Читать «ВЕРЕВОЧНАЯ ЛЕСТНИЦА» онлайн - страница 181

Михаил Берг

«Элита» состоит как из наиболее успешных шестидесятников-либералов, так и из представителей бывшего андеграунда. Литературно непохожие, они имеют разные биографии, принципиально различный путь по направлению к той вершине иерархии, которую они и возглавляют, но сегодня они объединены одной свежей выпечки корочкой: в табели о рангах они занимают первую строку. На второй и третьей ступеньках толпится еще какое-то количество литераторов, а затем лестница кончается и начинается плохо различимое по лицам море писателей-профессионалов, или реальная литература, это как угодно.

Кто, как, почему разделил писателей на различные категории, каковы критерии успеха нового времени, как это влияет на современную ситуацию в литературе, об этом мы еще поговорим, а пока ограничимся утверждением, что все произошедшее в определенном смысле справедливо и вполне естественно. За исключением одного обстоятельства: существование «истеблишмента» неукоснительно требует наличия еще одного полноценного члена пропорции, полюса противостояния, а именно андеграунда. А его (и это придает ситуации уникальность) в современной российской литературе как бы нет. Или, точнее, он не существен.
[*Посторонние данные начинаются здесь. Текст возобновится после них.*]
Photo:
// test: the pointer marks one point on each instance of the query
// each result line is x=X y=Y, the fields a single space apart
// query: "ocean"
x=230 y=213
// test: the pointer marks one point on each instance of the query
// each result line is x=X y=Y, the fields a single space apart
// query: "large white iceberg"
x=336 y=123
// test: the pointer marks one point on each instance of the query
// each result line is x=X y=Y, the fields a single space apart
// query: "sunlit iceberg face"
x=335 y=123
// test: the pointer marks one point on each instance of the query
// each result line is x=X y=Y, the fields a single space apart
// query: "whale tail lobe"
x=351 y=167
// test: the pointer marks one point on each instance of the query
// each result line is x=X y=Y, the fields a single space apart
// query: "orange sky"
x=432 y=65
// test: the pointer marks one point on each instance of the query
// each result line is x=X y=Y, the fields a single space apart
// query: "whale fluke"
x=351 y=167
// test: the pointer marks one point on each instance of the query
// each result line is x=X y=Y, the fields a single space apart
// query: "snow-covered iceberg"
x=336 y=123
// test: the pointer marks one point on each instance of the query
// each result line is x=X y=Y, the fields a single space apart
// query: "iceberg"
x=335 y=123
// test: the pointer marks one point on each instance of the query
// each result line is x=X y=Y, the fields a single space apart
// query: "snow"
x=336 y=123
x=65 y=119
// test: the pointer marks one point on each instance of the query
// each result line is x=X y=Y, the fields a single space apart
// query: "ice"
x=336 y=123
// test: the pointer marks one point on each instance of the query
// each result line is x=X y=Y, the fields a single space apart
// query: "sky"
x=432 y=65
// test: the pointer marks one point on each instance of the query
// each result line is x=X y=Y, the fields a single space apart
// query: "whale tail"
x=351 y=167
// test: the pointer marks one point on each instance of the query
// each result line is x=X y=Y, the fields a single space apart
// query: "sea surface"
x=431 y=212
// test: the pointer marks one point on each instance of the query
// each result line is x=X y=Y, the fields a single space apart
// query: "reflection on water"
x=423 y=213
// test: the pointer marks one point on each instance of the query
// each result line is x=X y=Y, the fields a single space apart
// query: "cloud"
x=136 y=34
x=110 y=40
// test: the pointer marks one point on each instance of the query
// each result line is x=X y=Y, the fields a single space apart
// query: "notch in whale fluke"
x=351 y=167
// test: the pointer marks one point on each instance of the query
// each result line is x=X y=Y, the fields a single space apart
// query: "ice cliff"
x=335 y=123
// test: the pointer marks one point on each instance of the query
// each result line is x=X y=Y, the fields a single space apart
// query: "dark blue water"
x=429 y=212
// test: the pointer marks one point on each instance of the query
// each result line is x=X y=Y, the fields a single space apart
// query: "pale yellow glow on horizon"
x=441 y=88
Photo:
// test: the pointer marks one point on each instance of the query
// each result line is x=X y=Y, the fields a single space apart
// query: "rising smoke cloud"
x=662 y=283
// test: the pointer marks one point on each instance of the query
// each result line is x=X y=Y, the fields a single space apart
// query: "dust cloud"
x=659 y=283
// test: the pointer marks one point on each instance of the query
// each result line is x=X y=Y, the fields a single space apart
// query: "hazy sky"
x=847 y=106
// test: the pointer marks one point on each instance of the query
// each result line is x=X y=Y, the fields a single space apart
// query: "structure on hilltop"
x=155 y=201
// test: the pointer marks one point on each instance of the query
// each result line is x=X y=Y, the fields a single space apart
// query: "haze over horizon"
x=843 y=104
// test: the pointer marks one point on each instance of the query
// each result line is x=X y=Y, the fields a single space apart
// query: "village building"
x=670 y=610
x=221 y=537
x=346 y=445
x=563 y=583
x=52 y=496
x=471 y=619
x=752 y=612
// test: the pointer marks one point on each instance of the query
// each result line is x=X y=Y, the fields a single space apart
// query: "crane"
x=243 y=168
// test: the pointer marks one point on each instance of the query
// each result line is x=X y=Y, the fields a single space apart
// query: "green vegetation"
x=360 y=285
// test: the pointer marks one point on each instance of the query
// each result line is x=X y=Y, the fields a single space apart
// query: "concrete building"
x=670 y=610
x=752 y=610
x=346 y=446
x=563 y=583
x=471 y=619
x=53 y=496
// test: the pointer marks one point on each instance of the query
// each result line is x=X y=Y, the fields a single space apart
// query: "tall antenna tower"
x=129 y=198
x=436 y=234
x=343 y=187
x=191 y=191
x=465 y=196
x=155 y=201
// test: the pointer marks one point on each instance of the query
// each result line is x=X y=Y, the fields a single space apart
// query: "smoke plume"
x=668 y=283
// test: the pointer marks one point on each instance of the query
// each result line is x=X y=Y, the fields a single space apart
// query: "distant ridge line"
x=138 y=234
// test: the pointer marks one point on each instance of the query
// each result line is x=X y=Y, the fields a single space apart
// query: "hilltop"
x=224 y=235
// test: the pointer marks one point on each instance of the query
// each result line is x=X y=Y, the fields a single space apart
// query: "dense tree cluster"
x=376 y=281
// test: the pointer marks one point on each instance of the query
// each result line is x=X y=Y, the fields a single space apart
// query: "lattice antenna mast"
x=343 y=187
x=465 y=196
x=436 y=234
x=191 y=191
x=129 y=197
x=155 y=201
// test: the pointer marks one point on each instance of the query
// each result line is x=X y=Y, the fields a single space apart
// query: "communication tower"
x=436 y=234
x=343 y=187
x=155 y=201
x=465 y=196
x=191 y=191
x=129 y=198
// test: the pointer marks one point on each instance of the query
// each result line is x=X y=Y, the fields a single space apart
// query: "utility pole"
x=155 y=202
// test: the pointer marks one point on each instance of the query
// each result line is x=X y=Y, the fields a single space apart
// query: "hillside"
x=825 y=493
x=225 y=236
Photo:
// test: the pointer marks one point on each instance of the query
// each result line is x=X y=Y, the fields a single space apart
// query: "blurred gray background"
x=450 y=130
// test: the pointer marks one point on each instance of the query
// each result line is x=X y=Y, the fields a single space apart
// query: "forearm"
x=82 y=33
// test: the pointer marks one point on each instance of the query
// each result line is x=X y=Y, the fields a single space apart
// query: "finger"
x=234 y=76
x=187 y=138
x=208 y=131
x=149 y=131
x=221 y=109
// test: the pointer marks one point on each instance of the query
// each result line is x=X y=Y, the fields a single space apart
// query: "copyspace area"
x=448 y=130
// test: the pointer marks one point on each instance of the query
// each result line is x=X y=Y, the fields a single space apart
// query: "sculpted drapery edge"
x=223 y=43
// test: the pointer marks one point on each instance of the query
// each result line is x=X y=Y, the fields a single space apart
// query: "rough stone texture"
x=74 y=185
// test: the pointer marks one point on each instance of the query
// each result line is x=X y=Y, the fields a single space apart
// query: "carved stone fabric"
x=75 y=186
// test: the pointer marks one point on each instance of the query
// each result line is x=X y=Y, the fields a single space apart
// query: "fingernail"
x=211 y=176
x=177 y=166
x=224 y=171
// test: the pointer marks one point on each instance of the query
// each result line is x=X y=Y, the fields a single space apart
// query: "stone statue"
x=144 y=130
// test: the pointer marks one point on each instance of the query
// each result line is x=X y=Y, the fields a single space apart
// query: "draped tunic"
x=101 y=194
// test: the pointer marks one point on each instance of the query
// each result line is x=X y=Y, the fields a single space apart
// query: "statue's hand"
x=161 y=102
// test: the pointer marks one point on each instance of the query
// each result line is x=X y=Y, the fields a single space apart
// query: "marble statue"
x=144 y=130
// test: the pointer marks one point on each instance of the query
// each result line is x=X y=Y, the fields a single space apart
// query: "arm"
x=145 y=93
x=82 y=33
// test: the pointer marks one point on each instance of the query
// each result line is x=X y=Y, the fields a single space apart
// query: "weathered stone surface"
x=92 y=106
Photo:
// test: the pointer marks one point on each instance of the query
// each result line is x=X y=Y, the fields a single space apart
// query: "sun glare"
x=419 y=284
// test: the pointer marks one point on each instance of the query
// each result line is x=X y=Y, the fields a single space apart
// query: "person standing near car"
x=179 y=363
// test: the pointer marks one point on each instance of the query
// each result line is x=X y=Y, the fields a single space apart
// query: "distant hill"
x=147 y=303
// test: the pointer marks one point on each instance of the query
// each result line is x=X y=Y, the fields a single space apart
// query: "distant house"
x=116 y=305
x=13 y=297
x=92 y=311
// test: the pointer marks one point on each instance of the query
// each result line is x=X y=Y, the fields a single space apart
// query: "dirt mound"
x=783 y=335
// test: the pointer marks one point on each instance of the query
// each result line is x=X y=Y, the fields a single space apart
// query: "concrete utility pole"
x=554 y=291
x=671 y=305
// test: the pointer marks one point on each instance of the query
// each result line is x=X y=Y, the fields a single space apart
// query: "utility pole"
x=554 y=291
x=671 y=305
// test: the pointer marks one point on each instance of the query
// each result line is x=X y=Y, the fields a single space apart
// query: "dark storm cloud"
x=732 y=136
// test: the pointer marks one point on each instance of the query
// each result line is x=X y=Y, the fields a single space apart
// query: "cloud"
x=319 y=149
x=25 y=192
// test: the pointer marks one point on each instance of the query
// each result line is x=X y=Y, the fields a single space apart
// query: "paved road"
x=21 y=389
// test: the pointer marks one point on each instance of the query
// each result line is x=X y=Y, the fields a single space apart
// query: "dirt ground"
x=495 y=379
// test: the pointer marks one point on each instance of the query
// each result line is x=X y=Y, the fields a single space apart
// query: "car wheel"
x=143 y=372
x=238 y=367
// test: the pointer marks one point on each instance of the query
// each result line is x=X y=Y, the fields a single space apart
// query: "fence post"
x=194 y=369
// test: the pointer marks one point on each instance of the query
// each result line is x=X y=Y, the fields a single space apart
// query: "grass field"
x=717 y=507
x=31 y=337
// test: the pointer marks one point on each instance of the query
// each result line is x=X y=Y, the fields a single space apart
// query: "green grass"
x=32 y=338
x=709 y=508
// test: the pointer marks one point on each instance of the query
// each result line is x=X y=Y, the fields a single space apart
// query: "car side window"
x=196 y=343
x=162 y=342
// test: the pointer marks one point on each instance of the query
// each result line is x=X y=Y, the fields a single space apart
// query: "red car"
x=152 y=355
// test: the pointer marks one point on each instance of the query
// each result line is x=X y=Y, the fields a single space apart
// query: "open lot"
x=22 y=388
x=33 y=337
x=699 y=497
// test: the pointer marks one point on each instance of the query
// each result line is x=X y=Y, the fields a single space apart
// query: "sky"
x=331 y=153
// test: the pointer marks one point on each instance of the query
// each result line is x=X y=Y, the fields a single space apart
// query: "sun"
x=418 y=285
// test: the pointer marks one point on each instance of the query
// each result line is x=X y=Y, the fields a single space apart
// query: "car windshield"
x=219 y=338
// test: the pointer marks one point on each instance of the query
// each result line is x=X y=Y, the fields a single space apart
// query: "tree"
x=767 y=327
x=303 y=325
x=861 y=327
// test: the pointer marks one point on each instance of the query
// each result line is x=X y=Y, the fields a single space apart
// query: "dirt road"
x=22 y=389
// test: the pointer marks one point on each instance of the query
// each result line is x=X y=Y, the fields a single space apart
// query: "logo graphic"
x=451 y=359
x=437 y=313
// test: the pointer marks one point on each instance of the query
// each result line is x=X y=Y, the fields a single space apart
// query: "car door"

Андеграунд – это отнюдь не изобретение советской эпохи. Другое дело, что в Европе андеграунд долгое время был известен под именем богемы. Более того, как уверяет в своей статье М. Ямпольский, разбирая ход литературного процесса в разных странах за несколько веков, появление «богемы» (или андеграунда) связано со способом достижения «легитимности» (читай – признания) художника или писателя в европейской культуре нового времени в противовес той «легитимности», которой художника или писателя наделяет «истеблишмент».

Все очень просто. Богема не принимает истеблишмента. И создает механизм поддержки тех художников или писателей, которые по разным причинам противопоставляют себя обществу и его оценкам. Прежде всего коммерческому эквиваленту творчества, моде, обеспечивающей высокую цену произведениям искусства (а это и есть главный критерий истеблишмента).

Другое дело, что наш андеграунд, так называемая «вторая культура», «неофициальное искусство», «подпольная литература», носил характер не столько протеста против коммерческого искусства, сколько эстетического и политического неприятия советского официоза. И именно в качестве диссидентского искусства андеграунд был поддержан Западом, как сила, противостоящая несвободе тоталитарного строя и тоталитарного искусства.

То, что мы называем андеграундом, являлось областью пересечения интересов множества «референтных групп» прежде всего Москвы и Ленинграда, а также Свердловска, Саратова или, скажем, Ейска, где в 70-80-е годы неожиданно расцвел классический авангард 20-х годов в духе Крученых, заумников и т. п. Андеграунд и был обобщенным «гамбургским счетом», некоей не сводимой к одному знаменателю суммой частных, приватных эстетических пристрастий, которые от этого суммирования не теряли своей самостоятельности. Потому что суммирование шло не в пространстве, а во времени. Скажем, поклонник поэзии Леонида Аронзона мог в конце 60-х прийти на чтение Иосифа Бродского, что отнюдь не означало, что стихи Бродского нравятся ему больше стихов Аронзона, но после самоубийства Аронзона в 1970 году его «референтная группа» стала распадаться, в то время как число почитателей Бродского только росло.